Un grand observatoire astronomique à Tamanrasset

Un grand observatoire astronomique dans la région du Hoggar (Tamanrasset) est en cours d’élaboration au niveau du Centre de recherche en astronomie, astrophysique et géophysique (CRAAG), a-t-on appris, mercredi à Oran, de son directeur.

Ce méga projet, initié par le ministère de l’Enseignement supérieur et de la Recherche scientifique, fait partie d’un programme de mise en oeuvre de la stratégie nationale de recherche scientifique et de développement technologique, a indiqué à l’APS M. Abdelkrim Yelles-Chaouche, en marge du salon national de valorisation des programmes nationaux de recherche (PNR), clôturé mercredi à Oran.

Prévu à la réalisation courant 2014 pour un délai des travaux de quatre à cinq ans, ce méga projet sera le premier du genre dans la région du Maghreb et du Monde arabe.
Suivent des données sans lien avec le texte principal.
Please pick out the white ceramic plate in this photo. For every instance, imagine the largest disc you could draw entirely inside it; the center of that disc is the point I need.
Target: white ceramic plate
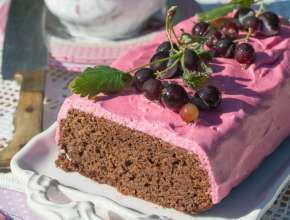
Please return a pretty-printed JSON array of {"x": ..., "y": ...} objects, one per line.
[{"x": 86, "y": 199}]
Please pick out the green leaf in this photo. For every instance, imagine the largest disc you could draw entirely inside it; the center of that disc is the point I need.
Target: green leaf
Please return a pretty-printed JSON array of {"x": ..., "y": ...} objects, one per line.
[
  {"x": 216, "y": 12},
  {"x": 99, "y": 79}
]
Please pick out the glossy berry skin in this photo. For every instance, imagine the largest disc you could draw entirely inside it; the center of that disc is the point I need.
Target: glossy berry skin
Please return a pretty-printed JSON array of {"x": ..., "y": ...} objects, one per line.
[
  {"x": 165, "y": 46},
  {"x": 200, "y": 29},
  {"x": 173, "y": 70},
  {"x": 196, "y": 100},
  {"x": 242, "y": 14},
  {"x": 270, "y": 24},
  {"x": 212, "y": 38},
  {"x": 190, "y": 59},
  {"x": 209, "y": 96},
  {"x": 160, "y": 65},
  {"x": 152, "y": 89},
  {"x": 174, "y": 97},
  {"x": 252, "y": 23},
  {"x": 225, "y": 48},
  {"x": 189, "y": 113},
  {"x": 230, "y": 29},
  {"x": 245, "y": 53},
  {"x": 141, "y": 76}
]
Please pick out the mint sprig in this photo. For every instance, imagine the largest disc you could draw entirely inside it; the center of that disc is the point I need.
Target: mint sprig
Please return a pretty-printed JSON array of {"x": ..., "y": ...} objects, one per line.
[
  {"x": 223, "y": 10},
  {"x": 99, "y": 79}
]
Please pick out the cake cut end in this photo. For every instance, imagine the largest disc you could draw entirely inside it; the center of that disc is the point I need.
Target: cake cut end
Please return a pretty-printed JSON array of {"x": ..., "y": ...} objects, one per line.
[{"x": 136, "y": 163}]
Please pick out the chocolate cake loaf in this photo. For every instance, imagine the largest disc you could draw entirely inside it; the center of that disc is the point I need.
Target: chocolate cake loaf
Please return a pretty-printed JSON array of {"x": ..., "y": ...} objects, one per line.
[{"x": 148, "y": 151}]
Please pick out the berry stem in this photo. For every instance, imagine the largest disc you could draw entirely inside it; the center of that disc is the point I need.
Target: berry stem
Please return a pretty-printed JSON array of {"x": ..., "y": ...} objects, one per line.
[
  {"x": 169, "y": 26},
  {"x": 249, "y": 33},
  {"x": 159, "y": 74},
  {"x": 175, "y": 56},
  {"x": 261, "y": 8}
]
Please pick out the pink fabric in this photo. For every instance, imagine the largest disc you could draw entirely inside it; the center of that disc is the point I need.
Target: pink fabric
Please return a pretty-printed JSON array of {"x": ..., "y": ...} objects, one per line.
[
  {"x": 3, "y": 19},
  {"x": 2, "y": 217}
]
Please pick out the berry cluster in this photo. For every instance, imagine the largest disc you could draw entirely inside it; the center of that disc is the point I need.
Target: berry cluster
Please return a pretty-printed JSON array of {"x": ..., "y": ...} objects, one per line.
[
  {"x": 185, "y": 58},
  {"x": 222, "y": 37},
  {"x": 174, "y": 96}
]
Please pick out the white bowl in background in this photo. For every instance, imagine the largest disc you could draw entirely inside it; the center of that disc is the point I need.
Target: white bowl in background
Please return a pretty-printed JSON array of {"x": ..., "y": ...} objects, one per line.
[{"x": 109, "y": 19}]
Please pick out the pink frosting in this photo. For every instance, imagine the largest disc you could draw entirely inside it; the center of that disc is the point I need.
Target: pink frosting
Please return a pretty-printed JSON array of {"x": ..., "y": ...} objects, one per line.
[
  {"x": 230, "y": 141},
  {"x": 2, "y": 217}
]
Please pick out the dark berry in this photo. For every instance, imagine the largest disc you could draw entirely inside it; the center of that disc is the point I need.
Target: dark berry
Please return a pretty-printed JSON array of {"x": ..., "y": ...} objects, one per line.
[
  {"x": 159, "y": 66},
  {"x": 152, "y": 89},
  {"x": 141, "y": 76},
  {"x": 252, "y": 23},
  {"x": 190, "y": 59},
  {"x": 189, "y": 113},
  {"x": 174, "y": 97},
  {"x": 225, "y": 48},
  {"x": 199, "y": 103},
  {"x": 230, "y": 29},
  {"x": 270, "y": 24},
  {"x": 165, "y": 46},
  {"x": 242, "y": 14},
  {"x": 200, "y": 29},
  {"x": 212, "y": 38},
  {"x": 173, "y": 70},
  {"x": 207, "y": 98},
  {"x": 245, "y": 53}
]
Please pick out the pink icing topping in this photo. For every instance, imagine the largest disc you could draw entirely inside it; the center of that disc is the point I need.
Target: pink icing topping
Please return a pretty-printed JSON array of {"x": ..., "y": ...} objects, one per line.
[
  {"x": 230, "y": 141},
  {"x": 2, "y": 217}
]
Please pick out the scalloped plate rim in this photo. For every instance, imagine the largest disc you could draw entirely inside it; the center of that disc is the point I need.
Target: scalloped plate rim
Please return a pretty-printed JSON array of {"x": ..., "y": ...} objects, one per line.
[{"x": 270, "y": 196}]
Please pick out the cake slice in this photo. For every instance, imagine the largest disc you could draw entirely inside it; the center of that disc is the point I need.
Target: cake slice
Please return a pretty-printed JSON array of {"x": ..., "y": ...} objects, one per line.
[{"x": 147, "y": 151}]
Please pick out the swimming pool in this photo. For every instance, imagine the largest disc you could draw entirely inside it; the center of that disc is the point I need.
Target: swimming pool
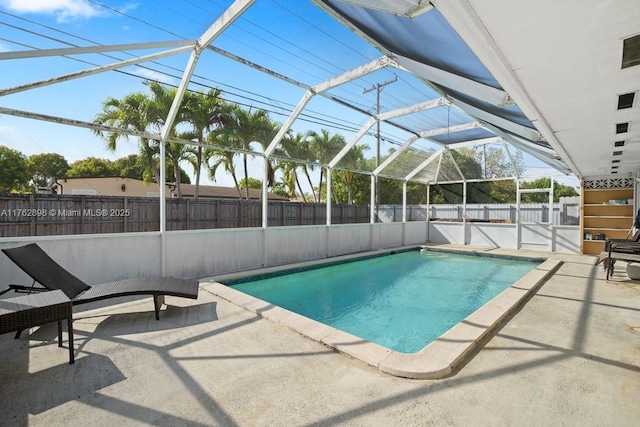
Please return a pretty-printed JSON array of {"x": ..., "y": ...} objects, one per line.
[
  {"x": 435, "y": 360},
  {"x": 402, "y": 301}
]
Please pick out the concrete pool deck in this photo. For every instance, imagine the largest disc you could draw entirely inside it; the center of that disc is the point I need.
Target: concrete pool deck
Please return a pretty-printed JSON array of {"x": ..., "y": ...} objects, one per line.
[{"x": 570, "y": 356}]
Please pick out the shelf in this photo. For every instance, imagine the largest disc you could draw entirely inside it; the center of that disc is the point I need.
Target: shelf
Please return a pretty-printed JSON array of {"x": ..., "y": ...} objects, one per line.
[{"x": 613, "y": 220}]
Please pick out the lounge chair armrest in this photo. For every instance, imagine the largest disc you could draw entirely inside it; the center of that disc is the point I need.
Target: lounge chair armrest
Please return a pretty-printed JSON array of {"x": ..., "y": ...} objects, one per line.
[{"x": 24, "y": 289}]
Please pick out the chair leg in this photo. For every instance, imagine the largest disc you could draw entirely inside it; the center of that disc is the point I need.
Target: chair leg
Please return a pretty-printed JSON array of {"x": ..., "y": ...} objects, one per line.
[
  {"x": 59, "y": 333},
  {"x": 158, "y": 300},
  {"x": 71, "y": 349}
]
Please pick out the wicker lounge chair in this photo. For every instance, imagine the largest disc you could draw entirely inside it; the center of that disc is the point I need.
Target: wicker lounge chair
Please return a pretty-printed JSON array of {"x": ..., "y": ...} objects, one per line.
[
  {"x": 620, "y": 250},
  {"x": 48, "y": 273}
]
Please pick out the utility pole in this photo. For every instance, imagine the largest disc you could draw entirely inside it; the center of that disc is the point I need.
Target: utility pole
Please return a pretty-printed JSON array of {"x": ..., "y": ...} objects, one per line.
[{"x": 378, "y": 88}]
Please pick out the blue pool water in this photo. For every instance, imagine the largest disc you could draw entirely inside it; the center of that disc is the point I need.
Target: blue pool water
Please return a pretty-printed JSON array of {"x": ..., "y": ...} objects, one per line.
[{"x": 401, "y": 301}]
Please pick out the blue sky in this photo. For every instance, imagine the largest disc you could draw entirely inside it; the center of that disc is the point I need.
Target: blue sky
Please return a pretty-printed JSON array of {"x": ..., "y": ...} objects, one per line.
[{"x": 294, "y": 38}]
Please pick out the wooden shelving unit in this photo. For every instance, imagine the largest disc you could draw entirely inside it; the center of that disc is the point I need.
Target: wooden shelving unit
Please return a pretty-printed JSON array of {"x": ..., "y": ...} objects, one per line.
[{"x": 604, "y": 215}]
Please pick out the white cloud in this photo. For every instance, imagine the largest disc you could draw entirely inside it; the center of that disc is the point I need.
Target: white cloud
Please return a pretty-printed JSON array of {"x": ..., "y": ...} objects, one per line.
[
  {"x": 64, "y": 10},
  {"x": 154, "y": 75}
]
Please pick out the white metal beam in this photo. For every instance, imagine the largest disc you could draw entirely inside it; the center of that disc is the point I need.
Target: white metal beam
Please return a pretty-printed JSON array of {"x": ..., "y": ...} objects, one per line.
[
  {"x": 361, "y": 71},
  {"x": 476, "y": 142},
  {"x": 416, "y": 108},
  {"x": 351, "y": 143},
  {"x": 350, "y": 75},
  {"x": 39, "y": 53},
  {"x": 289, "y": 122},
  {"x": 463, "y": 18},
  {"x": 450, "y": 129},
  {"x": 227, "y": 18},
  {"x": 453, "y": 81},
  {"x": 423, "y": 164},
  {"x": 395, "y": 154},
  {"x": 91, "y": 71}
]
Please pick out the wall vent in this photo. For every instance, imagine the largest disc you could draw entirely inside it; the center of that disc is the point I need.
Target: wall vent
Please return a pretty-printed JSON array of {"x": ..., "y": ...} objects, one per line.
[
  {"x": 626, "y": 100},
  {"x": 631, "y": 51},
  {"x": 622, "y": 127}
]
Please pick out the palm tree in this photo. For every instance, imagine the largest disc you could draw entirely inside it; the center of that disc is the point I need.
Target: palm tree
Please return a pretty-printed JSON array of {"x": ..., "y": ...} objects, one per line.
[
  {"x": 293, "y": 146},
  {"x": 350, "y": 161},
  {"x": 131, "y": 112},
  {"x": 160, "y": 104},
  {"x": 205, "y": 112},
  {"x": 217, "y": 157},
  {"x": 247, "y": 127},
  {"x": 325, "y": 147},
  {"x": 141, "y": 112}
]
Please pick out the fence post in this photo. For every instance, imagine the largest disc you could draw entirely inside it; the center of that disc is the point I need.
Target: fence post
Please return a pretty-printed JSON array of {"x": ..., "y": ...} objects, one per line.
[
  {"x": 32, "y": 206},
  {"x": 125, "y": 217},
  {"x": 83, "y": 205},
  {"x": 301, "y": 212},
  {"x": 218, "y": 213}
]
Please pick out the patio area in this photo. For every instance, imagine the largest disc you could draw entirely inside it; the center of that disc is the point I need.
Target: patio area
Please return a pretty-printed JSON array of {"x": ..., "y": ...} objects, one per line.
[{"x": 568, "y": 357}]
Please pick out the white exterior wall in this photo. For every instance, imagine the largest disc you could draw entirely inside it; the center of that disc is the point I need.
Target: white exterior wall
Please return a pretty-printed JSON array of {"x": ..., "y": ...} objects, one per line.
[
  {"x": 105, "y": 257},
  {"x": 92, "y": 258},
  {"x": 563, "y": 238},
  {"x": 492, "y": 235},
  {"x": 196, "y": 253},
  {"x": 566, "y": 239},
  {"x": 416, "y": 233},
  {"x": 445, "y": 232}
]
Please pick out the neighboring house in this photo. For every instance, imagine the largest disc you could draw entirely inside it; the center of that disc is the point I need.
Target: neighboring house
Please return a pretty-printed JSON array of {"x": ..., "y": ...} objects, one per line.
[
  {"x": 215, "y": 192},
  {"x": 131, "y": 187}
]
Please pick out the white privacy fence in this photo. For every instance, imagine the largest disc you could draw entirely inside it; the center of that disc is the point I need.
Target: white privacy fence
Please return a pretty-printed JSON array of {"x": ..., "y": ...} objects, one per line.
[{"x": 565, "y": 212}]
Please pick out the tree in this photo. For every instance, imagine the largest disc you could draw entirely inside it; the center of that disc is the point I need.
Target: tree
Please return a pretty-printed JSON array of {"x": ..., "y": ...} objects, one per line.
[
  {"x": 14, "y": 170},
  {"x": 206, "y": 112},
  {"x": 130, "y": 166},
  {"x": 253, "y": 183},
  {"x": 91, "y": 167},
  {"x": 218, "y": 156},
  {"x": 146, "y": 113},
  {"x": 351, "y": 160},
  {"x": 325, "y": 147},
  {"x": 292, "y": 146},
  {"x": 130, "y": 113},
  {"x": 245, "y": 128},
  {"x": 45, "y": 167}
]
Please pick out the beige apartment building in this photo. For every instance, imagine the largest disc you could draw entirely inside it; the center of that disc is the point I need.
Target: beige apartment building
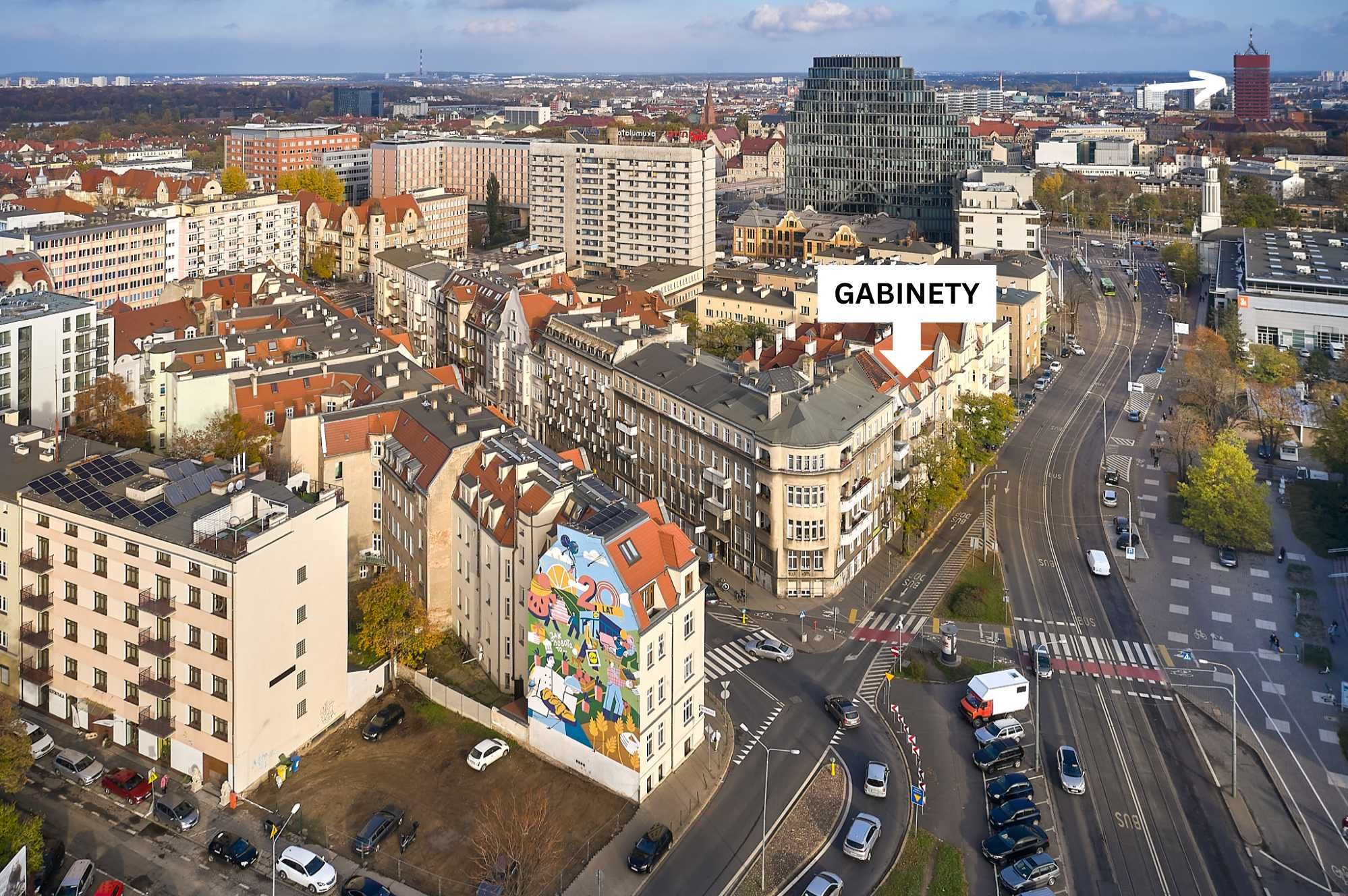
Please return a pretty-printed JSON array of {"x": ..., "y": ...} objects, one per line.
[
  {"x": 194, "y": 608},
  {"x": 461, "y": 165},
  {"x": 617, "y": 206}
]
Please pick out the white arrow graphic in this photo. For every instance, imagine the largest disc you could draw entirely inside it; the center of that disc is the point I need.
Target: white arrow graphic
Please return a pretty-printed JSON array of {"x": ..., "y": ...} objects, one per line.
[
  {"x": 903, "y": 349},
  {"x": 1204, "y": 85}
]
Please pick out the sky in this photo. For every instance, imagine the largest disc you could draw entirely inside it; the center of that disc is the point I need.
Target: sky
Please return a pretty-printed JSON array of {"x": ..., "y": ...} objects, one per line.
[{"x": 243, "y": 36}]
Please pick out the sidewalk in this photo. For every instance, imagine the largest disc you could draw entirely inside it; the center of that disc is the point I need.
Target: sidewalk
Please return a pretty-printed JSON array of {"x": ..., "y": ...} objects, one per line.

Il aura deux principales missions: étudier la physique solaire et découvrir d’autres planètes extrasolaire (exo planètes), a-t-on appris d’un spécialiste en astronomie du CRAAG, présent au salon.

Ce projet sera concrétisé en collaboration avec l’observatoire français de Côte d’Azur, spécialisé en la matière, car disposant d’un télescope installé au Pôle sud, a-t-on indiqué.

Un autre observatoire est prévu au niveau des Aurès, au Mont Chelia.Il aura pour mission de participer au renforcement de la connaissance scientifique spatiale, a-t-on ajouté.

Dans le même domaine, l’Algérie participe, à travers le CRAAG et le Centre de développement des technologies avancées (CDTA), au grand projet international « JEM-EUSO », qui consiste à mettre en place un télescope géant embraqué sur la station spatiale internationale.

« Notre pays participe pour la première fois à un projet similaire avec un consortium de 14 pays, à savoir les Etats unis d’Amérique, l’Allemagne, l’Espagne, la France, l’Italie, le Mexique, la République de Corée, la Russie, la Slovaquie, la Suède, la Suisse, la Pologne et la Bulgarie, pilotés par le Japon », a-t-on souligné.

Outre l’astronomie, le CRAAG est partenaire actuellement à des projets d’envergure en sismologie dont plusieurs projets liés à la surveillance sismique du territoire. Des études liées aux risques sismiques, aussi bien en terre qu’en mer, sont entreprises.

« Tous ces grands projets permettront d’avoir une meilleure connaissance du risque sismique dans notre pays, du fait qu’il y a une activité quasi-quotidienne.

Cette connaissance nous permettra de mieux concevoir nos villes, d’aménager le territoire et de connaître les aspects liés aux ressources naturelles de notre pays », a relevé Yelles-Chaouche.

Mettant en exergue les efforts déployés en matière de formation, le même responsable a estimé qu’il faut penser à la relève dès maintenant. « Notre nombre de scientifiques va en augmentant chaque année et la place est accordée aux jeunes doctorants et jeunes chercheurs. Nous sommes 80 chercheurs actuellement et nous espérons atteindre 200 chercheurs dans les prochaines années », a-t-il déclaré.